Strato di armatura in acciaio
L'armatura in acciaio è essenziale per i cavi ad alta tensione installati in ambienti pericolosi, come cavi sottomarini o cavi sotterranei profondi. L'armatura in acciaio protegge il cavo da forti sollecitazioni meccaniche. Per cavi a bassa tensione, questa protezione viene generalmente utilizzata in applicazioni specifiche e meno intensive.

Differenza nell'uso
Cavi ad alta tensione e tensione dei bassi vengono utilizzati in contesti molto diversi.
Generalmente, i cavi ad alta tensione sono utilizzati nelle infrastrutture di trasmissione di energia su larga scala. Per esempio, trasportano l'elettricità dalle centrali elettriche alle grandi aree urbane, a volte percorrendo centinaia di chilometri.
Cavi a bassa tensione, quanto a loro, vengono utilizzati per alimentare edifici residenziali, commerciale o industriale. Si trovano nei sistemi di distribuzione locale, reti elettriche domestiche o per apparecchiature specifiche come macchine industriali.

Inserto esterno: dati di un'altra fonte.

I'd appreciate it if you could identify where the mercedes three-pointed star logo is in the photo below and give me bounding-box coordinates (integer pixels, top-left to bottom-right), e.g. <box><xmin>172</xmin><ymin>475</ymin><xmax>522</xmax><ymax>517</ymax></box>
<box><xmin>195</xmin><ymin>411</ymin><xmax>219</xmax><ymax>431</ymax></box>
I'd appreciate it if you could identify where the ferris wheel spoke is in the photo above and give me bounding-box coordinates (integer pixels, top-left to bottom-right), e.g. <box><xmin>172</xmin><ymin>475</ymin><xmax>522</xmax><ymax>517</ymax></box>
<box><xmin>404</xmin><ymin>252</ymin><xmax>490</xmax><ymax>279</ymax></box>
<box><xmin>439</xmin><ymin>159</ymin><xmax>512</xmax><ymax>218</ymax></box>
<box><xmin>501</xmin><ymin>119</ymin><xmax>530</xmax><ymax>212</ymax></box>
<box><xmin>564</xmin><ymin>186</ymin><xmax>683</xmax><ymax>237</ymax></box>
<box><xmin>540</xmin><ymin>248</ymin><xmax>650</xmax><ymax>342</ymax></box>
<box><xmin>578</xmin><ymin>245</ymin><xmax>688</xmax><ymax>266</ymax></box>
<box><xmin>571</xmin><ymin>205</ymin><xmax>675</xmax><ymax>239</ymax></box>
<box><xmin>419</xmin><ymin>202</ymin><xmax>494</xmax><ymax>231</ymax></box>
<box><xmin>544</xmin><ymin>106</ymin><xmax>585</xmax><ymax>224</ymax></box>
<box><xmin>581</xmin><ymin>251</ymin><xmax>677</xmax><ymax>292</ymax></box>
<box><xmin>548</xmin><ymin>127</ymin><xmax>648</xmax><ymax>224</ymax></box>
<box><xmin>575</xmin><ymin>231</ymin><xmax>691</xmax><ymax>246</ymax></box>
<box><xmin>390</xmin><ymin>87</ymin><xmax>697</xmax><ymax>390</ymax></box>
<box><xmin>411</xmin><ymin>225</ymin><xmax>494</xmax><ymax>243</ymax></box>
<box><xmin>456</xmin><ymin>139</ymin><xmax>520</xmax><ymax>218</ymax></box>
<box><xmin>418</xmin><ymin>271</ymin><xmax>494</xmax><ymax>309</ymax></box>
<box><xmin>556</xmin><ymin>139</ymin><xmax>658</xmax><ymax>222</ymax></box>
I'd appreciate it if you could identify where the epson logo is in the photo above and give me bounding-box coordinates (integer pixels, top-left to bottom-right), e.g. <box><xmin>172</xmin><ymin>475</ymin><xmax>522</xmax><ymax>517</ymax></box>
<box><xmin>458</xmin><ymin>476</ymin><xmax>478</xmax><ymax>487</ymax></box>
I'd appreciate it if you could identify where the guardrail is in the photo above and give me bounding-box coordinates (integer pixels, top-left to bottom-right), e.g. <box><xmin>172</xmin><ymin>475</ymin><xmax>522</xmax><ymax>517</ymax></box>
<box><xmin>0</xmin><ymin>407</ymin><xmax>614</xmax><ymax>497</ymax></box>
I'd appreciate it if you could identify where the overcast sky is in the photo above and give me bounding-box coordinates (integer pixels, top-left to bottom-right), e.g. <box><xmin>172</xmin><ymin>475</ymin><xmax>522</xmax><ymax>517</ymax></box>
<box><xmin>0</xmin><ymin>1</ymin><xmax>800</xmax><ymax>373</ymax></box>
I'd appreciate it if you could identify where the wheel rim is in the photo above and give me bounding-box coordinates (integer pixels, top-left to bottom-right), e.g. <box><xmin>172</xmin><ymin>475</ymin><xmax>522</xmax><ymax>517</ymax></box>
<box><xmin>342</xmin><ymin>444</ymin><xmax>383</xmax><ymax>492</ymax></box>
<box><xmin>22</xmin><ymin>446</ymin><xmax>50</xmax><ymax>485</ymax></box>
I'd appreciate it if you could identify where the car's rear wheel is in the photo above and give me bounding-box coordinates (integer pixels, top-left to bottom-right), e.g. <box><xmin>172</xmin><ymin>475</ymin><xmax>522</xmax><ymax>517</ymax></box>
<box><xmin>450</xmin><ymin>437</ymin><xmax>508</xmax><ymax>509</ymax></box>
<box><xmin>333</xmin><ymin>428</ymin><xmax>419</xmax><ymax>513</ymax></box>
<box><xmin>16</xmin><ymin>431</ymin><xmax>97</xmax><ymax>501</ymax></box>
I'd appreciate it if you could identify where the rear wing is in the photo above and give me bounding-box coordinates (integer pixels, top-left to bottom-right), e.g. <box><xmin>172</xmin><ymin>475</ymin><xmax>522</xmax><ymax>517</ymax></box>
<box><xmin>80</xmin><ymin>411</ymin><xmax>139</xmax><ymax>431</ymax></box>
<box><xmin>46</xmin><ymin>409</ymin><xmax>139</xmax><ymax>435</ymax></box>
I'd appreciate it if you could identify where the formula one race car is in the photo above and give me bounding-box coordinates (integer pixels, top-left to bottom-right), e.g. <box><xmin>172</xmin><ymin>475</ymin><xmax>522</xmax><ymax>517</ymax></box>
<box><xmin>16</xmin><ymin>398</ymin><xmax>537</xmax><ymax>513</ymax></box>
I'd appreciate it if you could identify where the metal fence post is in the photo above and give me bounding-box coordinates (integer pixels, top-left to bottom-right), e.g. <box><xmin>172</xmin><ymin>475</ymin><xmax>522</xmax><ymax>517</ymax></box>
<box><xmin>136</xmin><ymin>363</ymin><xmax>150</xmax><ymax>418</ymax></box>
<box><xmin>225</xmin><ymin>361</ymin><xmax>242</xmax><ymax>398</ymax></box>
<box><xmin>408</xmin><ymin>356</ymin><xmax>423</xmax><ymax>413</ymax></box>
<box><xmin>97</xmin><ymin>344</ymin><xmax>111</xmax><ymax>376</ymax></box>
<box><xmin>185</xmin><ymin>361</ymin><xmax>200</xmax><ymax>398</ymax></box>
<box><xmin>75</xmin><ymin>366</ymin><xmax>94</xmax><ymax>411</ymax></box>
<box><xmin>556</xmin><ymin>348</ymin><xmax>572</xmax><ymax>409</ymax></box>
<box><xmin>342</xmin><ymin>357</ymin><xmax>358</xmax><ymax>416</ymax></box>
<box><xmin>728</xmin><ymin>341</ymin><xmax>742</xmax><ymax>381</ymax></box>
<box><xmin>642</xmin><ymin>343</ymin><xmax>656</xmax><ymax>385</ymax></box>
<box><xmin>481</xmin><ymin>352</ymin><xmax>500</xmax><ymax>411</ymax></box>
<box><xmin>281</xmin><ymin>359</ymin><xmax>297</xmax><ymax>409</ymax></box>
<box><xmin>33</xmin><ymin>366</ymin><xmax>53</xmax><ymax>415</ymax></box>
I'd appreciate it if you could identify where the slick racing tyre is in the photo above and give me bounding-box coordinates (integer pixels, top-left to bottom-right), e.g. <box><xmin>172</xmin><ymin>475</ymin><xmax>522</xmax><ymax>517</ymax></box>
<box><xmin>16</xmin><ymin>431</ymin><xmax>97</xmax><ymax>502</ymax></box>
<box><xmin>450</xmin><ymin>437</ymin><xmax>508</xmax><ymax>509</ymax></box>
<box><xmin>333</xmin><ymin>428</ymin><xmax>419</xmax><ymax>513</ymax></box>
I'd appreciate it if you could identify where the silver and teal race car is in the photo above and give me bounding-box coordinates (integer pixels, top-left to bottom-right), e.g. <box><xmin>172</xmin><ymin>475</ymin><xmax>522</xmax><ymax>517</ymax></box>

Esempi concreti di utilizzo
Cavi ad alta tensione : Reti elettriche regionali, interconnessione delle centrali elettriche.
Cavi BT : Alimentazione elettrica dell'edificio, illuminazione pubblica, reti di comunicazione.

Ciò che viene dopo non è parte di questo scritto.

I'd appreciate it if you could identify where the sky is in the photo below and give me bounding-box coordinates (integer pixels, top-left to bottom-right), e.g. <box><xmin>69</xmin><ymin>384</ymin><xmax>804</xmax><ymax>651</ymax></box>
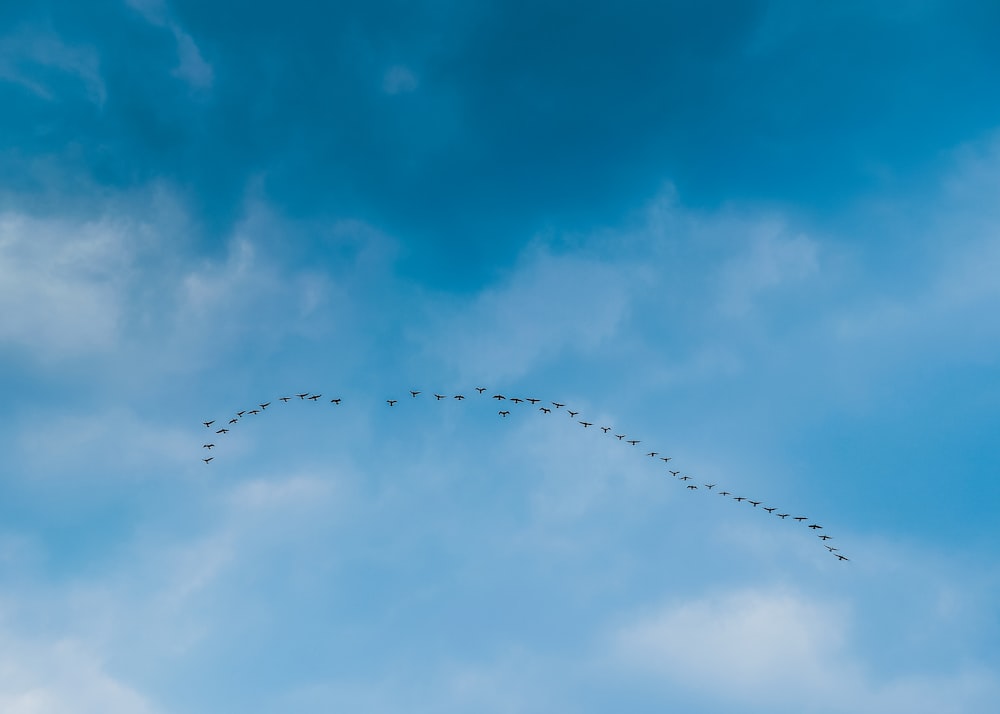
<box><xmin>0</xmin><ymin>0</ymin><xmax>1000</xmax><ymax>714</ymax></box>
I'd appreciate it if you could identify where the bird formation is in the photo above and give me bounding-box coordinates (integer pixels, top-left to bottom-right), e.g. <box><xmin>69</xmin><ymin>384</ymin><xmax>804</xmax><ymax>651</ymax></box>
<box><xmin>202</xmin><ymin>387</ymin><xmax>850</xmax><ymax>561</ymax></box>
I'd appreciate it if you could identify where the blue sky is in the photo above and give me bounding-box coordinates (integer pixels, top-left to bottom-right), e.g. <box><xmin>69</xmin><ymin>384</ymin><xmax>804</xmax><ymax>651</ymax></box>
<box><xmin>0</xmin><ymin>0</ymin><xmax>1000</xmax><ymax>714</ymax></box>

Come distinguere i cavi ad alta tensione da quelli a bassa tensione ?
Isolamento
Lo spessore dell'isolamento è un fattore chiave per differenziare un cavo ad alta tensione da uno a bassa tensione. Generalmente, i cavi ad alta tensione hanno un isolamento molto più spesso, in grado di sopportare carichi elettrici elevati. Anche i materiali utilizzati per l'isolamento sono più resistenti nei cavi ad alta tensione, per prevenire guasti e perdite elettriche.

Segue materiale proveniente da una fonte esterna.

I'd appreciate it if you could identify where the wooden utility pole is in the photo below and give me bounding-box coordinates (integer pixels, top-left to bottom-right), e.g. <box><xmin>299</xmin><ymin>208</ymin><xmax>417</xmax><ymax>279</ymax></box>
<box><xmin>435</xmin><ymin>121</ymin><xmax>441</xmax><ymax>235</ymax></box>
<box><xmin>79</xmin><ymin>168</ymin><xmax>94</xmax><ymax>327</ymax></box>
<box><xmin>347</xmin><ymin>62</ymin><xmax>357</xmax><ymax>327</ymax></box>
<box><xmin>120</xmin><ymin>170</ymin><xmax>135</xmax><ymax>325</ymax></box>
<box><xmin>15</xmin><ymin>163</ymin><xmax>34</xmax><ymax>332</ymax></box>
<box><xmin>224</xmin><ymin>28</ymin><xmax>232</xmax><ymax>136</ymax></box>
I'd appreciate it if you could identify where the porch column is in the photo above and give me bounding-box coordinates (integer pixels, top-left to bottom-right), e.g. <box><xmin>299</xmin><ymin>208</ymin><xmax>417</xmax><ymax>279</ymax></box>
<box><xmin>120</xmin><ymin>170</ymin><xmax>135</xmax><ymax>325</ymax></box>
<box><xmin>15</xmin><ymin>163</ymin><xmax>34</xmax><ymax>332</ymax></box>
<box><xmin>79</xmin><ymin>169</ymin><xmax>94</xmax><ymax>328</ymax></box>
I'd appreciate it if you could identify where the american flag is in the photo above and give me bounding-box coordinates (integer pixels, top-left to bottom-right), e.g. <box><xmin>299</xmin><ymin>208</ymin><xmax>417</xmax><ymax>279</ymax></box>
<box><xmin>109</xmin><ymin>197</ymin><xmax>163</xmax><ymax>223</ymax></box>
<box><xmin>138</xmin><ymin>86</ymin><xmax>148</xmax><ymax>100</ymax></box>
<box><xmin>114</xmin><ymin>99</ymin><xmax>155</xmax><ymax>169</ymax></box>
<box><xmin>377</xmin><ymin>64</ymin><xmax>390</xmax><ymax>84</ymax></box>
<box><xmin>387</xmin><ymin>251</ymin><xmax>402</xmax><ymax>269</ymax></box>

Segni sulla guaina esterna
I cavi sono spesso contrassegnati con informazioni relative alla loro tensione nominale, il loro diametro, e altre specifiche tecniche. Queste informazioni sono fondamentali per elettricisti e ingegneri per selezionare il tipo di cavo corretto per una determinata applicazione. Un cavo ad alta tensione porterà chiare indicazioni sulla sua capacità, proprio come un cavo a bassa tensione.
Differenza nel processo di produzione
Il processo di produzione dei cavi ad alta tensione è particolarmente rigoroso. Comprende diverse fasi, dalla selezione di materiali conduttivi fino al controllo qualità finale. Ogni componente del cavo deve essere progettato per resistere a condizioni estreme, soprattutto ad alte temperature e campi elettrici intensi. Anche i test prestazionali sono più frequenti e più approfonditi per i cavi ad alta tensione.
Produrre cavi a bassa tensione è più semplice, ma segue anche rigorosi standard di qualità, in particolare per quanto riguarda i materiali isolanti e la resistenza ai danni fisici.
I cavi ad alta tensione possono essere utilizzati come cavi a bassa tensione ?
Sebbene i cavi ad alta tensione possano tecnicamente essere utilizzati in applicazioni a bassa tensione, non è raccomandato. I cavi ad alta tensione sono più costosi e più pesanti, e il loro utilizzo nei sistemi a bassa tensione comporterebbe inutili costi aggiuntivi senza ulteriori vantaggi in termini di prestazioni. Per di più, la loro installazione sarebbe più complessa a causa delle loro dimensioni e peso.
Conclusione
In sintesi, le differenze tra cavi ad alta tensione e cavi a bassa tensione sono enormi, che vanno dalla loro progettazione e struttura al loro utilizzo e produzione. Ogni tipologia di cavo è progettata per soddisfare esigenze specifiche e va selezionata in base all'applicazione a cui è destinata. Al cavo ZMS, siamo orgogliosi di fornire soluzioni su misura per ogni esigenza, garantendo cavi di alta qualità, conformi agli standard internazionali.